What is the process of determining if a person has a case?
Every case in our office starts with a referral from a fellow lawyer or a direct call to our office from a concerned potential client. The initial contact with our office will be with a team member whose only job is to get to know the potential client and the facts of the case. That team member will take down detailed information concerning the case and spend as much time with the potential client as is necessary to fully understand the situation and the potential case. When someone calls, they should be prepared to give the names of physicians and facilities where they received treatment as well as the best dates they can manage as to when the events and care occurred. If someone is calling for a loved one, they should be prepared with their date of birth and contact information. We will ask the potential client their address, telephone number and email address, if there is one. We ask for this information as we will need to contact them in the future.
Once the intake process is complete, the information will be evaluated by Clancey Bounds, Principal Partner and Attorney, who has limited his practice to medical negligence litigation for his entire legal career of nearly 23 years. He will use his significant experience in handling cases to evaluate the potential case. Mr. Bounds will look at the facts, circumstances and damages of the case to determine if the totality of the case meet’s our firm’s acceptance criteria.

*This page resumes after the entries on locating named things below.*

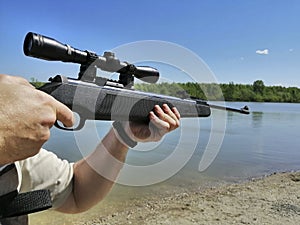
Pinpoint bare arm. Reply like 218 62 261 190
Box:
0 74 73 165
58 105 180 213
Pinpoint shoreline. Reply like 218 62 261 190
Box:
30 171 300 225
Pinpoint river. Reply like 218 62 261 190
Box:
44 102 300 189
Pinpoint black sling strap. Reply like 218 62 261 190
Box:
0 165 52 219
0 190 52 218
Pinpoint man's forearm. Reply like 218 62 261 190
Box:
58 129 128 213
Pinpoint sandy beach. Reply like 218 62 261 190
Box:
30 172 300 225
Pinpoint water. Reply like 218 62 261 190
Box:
44 103 300 185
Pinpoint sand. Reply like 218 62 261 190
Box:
31 172 300 225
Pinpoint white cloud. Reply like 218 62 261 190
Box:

If the case meets our criteria, the potential client will be sent a package of materials including documentation that will allow us to investigate their case fully. Those materials will include medical records authorizations, an authority to investigate and statements of client’s rights. There will be indications as to where to sign and a self‐ addressed stamped envelope will be included for them to return the materials to us.

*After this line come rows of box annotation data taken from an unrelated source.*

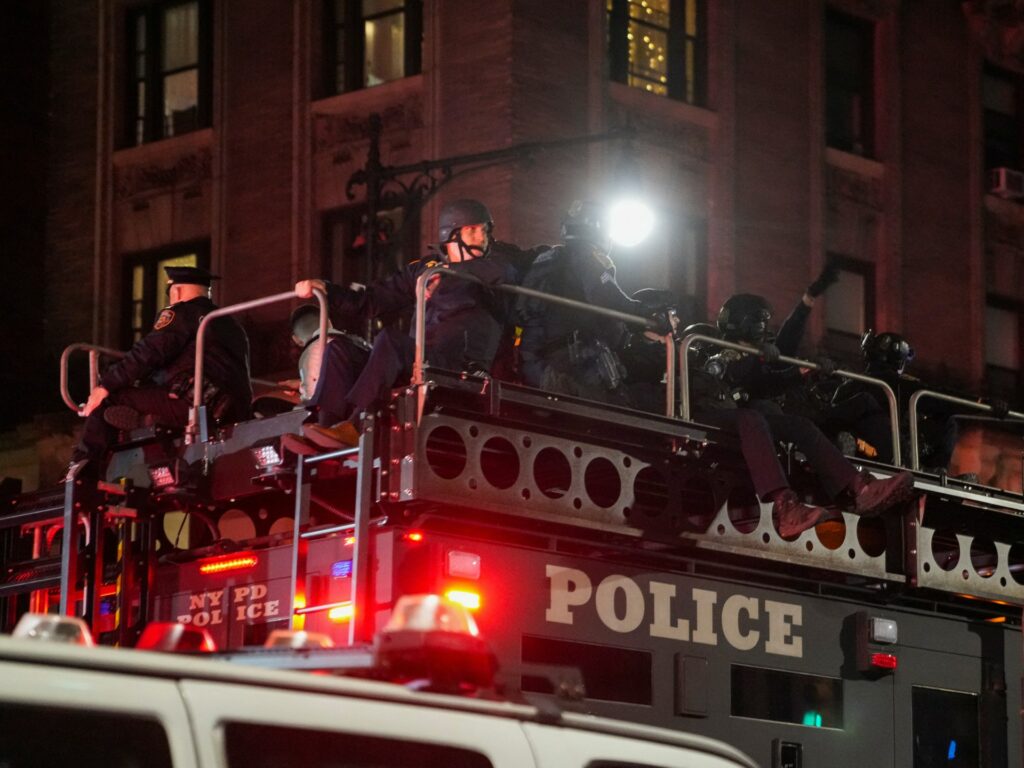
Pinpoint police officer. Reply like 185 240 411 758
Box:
517 201 643 404
694 294 913 538
831 331 1010 472
291 304 371 426
295 199 536 447
70 266 252 476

Once we receive the authorization, pertinent medical records will be ordered and reviewed by our attorneys. Some cases are declined at this point depending on what is actually documented on their medical records. Our declination of the case, at this point, is based upon our experience with similar cases, evaluation of damages, evaluation of potential significant defenses and medical research.
If we feel that the case merits a medical review, medical experts in the appropriate fields will be retained and the records forwarded to them. The experts will then be conferenced with. If the expert feels that there was negligence and the negligence caused damages, it is at this point the case will be accepted by our firm for handling and litigation. If the expert feels that there is no negligence, the potential client will be so informed and we will then discuss where to go from that point. Many such cases are declined and some are sent out for a second opinion.
Up to this point, the potential client does not owe us ANY money whatsoever. If we decline the case, even if after an expert review, the potential client will owe us nothing. If we accept the case for litigation, we will forward the potential client a Legal Services Contract for their review and signature. It is our obligation to fully explain the contract to the potential client. We will happily do so. Our contract is a contingency fee contract as approved by the Florida Bar. On certain types of cases, depending on the risk, we may require a specific fee agreement that requires Court Approval. If we make a recovery, clients are responsible for attorney fees, attorney costs and reimbursement of medical liens related to their case. We will discuss this with the potential client and fully explain the same. Once the contract is signed by the potential client, a copy will be sent to your office for signature. Once returned to us, an executed copy is then sent to all parties.